By P J Sharon
Eighteen year-old Brinn Hathaway has survived alone in an abandoned cabin in the High Country of North Georgia since she was a child. If her life is lonely and less than complete, at least she is safe from the man who kidnapped her, held her captive, and left her for dead in a shallow grave in the mountains. She believes that her parents are dead, the police are her enemy, and that if she returns to the world, her tormentor will find her. With the help of some unlikely friends, she has what she needs to survive, but is surviving enough?
Life takes a turn when a young nature photographer, Justin Spencer—in pursuit of the fabled Wild Child—captures her on film. While chasing the story of a lifetime, Justin is injured and Brinn comes to his rescue. The two build a tentative friendship, but with his own violent past, an abusive alcoholic father, and a mother he couldn’t protect, he must decide if proving himself is worth betraying the trust of the girl he has vowed to help.

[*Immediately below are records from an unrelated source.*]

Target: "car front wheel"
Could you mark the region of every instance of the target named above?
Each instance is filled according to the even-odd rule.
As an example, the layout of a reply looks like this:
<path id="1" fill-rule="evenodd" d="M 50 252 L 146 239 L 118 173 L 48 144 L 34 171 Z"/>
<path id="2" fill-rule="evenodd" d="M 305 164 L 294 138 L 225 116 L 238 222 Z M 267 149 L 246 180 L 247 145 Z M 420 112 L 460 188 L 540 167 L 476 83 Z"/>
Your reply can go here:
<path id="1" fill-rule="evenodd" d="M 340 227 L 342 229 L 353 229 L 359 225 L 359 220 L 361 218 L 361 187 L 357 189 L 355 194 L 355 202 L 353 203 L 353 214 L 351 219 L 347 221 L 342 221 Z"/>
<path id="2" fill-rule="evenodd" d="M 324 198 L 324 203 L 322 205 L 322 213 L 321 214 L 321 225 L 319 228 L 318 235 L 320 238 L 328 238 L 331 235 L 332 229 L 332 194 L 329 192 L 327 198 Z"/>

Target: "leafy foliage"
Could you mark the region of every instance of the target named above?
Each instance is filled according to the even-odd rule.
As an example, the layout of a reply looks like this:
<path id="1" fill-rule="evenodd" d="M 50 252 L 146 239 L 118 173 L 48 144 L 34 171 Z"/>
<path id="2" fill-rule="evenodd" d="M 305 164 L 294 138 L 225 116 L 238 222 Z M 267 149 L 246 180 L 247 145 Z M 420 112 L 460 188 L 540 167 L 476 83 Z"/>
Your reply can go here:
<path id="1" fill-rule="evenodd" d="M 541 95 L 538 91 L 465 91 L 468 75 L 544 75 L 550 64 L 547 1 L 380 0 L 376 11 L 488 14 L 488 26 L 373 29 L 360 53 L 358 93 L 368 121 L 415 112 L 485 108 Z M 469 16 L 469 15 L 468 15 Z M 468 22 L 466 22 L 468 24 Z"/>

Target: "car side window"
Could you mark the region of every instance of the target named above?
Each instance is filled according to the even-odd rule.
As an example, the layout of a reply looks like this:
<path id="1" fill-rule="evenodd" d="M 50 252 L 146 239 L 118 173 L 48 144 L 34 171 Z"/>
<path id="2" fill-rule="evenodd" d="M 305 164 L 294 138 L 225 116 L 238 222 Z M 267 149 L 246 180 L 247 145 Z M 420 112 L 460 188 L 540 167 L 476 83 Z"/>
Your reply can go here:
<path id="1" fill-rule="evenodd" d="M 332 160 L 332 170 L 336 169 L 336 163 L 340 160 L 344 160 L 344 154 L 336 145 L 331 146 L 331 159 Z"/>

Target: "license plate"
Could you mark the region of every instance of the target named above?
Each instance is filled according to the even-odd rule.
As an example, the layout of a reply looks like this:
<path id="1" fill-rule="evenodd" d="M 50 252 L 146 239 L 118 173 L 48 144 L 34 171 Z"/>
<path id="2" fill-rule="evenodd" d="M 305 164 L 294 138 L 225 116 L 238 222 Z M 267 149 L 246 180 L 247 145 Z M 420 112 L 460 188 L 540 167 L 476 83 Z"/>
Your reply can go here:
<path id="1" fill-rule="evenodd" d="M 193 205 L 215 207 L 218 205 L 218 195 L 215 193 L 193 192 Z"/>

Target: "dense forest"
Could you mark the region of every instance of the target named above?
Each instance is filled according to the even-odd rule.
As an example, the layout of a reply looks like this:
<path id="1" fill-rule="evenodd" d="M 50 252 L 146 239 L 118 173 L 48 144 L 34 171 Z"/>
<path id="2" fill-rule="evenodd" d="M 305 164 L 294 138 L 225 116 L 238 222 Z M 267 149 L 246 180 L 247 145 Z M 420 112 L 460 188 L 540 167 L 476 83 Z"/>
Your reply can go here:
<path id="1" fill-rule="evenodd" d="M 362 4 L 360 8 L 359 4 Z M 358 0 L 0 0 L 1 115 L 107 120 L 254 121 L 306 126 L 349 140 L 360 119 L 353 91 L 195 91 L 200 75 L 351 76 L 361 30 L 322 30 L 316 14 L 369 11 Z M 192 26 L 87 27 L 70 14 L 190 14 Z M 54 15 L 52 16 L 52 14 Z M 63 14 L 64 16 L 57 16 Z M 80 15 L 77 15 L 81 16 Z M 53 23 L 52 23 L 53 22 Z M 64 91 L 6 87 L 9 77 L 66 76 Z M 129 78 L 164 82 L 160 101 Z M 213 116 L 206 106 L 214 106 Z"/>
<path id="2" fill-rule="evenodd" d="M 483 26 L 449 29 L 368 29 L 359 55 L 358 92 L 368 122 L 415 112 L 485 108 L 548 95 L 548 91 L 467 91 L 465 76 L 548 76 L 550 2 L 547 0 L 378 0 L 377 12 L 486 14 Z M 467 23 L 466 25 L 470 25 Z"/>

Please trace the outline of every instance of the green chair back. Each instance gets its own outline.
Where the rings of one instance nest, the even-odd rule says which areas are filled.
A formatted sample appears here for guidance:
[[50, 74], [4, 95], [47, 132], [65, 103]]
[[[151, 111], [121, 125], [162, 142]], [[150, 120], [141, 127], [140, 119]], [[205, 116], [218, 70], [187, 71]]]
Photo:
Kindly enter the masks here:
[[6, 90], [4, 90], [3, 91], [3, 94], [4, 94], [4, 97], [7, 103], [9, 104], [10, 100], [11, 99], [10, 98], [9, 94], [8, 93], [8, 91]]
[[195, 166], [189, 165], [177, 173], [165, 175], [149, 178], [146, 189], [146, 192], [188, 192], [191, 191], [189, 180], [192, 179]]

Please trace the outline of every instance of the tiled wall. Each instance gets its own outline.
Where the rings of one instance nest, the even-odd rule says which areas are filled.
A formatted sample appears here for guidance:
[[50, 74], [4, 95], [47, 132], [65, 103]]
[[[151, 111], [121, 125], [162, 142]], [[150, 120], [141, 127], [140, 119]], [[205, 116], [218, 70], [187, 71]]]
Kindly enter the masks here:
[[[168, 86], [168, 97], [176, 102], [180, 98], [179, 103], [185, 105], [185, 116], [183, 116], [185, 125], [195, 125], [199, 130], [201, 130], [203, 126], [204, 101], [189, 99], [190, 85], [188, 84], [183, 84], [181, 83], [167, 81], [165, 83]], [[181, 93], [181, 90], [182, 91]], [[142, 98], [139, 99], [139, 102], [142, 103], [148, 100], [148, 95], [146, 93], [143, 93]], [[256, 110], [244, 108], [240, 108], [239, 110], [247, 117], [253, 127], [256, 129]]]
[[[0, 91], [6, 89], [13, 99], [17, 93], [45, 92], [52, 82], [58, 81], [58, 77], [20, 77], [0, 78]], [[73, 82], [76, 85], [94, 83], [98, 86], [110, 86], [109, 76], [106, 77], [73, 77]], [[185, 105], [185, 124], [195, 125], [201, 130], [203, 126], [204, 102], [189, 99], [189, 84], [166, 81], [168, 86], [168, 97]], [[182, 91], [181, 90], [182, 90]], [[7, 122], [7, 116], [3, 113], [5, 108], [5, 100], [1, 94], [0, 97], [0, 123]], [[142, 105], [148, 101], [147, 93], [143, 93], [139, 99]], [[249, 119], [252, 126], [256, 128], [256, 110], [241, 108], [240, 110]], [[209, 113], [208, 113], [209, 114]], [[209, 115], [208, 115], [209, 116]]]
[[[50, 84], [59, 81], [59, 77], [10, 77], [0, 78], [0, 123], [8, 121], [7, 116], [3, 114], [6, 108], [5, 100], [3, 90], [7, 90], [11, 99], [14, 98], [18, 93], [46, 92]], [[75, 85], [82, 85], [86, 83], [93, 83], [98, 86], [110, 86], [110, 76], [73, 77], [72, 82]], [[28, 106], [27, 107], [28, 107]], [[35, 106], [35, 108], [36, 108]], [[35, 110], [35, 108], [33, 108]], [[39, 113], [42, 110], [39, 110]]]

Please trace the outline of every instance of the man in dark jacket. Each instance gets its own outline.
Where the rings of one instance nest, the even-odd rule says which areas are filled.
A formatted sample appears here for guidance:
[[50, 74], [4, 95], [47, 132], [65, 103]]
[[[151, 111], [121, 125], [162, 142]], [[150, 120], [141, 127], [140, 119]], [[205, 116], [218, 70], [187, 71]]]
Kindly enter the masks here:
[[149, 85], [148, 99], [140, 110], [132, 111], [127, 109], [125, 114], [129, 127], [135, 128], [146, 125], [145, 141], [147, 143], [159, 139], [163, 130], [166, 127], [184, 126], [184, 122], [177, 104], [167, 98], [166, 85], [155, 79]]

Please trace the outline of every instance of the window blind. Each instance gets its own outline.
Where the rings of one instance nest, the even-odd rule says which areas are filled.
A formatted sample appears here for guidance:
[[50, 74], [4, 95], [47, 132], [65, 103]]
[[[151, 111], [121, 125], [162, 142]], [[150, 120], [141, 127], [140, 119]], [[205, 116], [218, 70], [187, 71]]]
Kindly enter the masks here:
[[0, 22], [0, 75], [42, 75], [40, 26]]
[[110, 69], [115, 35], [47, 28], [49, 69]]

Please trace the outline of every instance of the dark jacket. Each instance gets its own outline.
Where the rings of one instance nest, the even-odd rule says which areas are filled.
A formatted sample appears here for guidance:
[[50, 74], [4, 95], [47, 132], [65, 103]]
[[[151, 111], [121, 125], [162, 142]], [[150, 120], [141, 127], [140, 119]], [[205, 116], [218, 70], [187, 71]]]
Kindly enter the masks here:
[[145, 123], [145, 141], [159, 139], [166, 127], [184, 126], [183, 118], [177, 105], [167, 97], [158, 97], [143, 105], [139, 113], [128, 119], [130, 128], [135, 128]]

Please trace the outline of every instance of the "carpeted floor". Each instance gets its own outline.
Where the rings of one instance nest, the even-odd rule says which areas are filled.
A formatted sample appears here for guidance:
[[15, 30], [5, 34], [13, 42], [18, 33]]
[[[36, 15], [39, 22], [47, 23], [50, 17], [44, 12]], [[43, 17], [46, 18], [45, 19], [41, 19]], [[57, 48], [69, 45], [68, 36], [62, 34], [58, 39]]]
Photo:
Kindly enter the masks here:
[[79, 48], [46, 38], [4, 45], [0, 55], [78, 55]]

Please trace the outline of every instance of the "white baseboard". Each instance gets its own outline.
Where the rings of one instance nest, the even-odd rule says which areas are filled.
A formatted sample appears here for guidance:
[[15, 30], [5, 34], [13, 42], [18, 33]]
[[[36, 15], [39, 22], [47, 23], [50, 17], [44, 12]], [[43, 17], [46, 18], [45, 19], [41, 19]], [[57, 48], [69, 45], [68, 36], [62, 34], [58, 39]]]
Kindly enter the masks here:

Trust is a commodity that Brinn has been unable to afford. Can the kindness and gentle touch of a stranger break through the wall she has built around her heart? After half a lifetime of living in isolation and fear, Brinn must decide if leaving the safety of her remote cabin is worth the hope—and danger—that may await her.
This is a brilliant book that I absolutely loved. It was a very touching story about struggling to over come fear and horror from you passed in order to create a future and a chance at love. Brinn is a wonderful character and I felt for her, for what she had been through and the life she had lived alone in the North Georgia mountains.
I loved how one chance meeting helped Brinn to find the courage to break her fear about being found. She returns to the civilized world to find her parents (a touching reunion that really moved me) and it leads her to having to find her once abductor before he can find her and finish her off before she can reveal his identity.
The book ends in a life or death chase through the mountains. You feel the fear and the desperation of the characters. I have to say that I cheered out loud when the villain got his. It might be a tad of a touchy subject for some as it deal with child abuse but there are no explicit scenes and its all done in a very tasteful and vague way so as to not mire the story the author was trying to tell.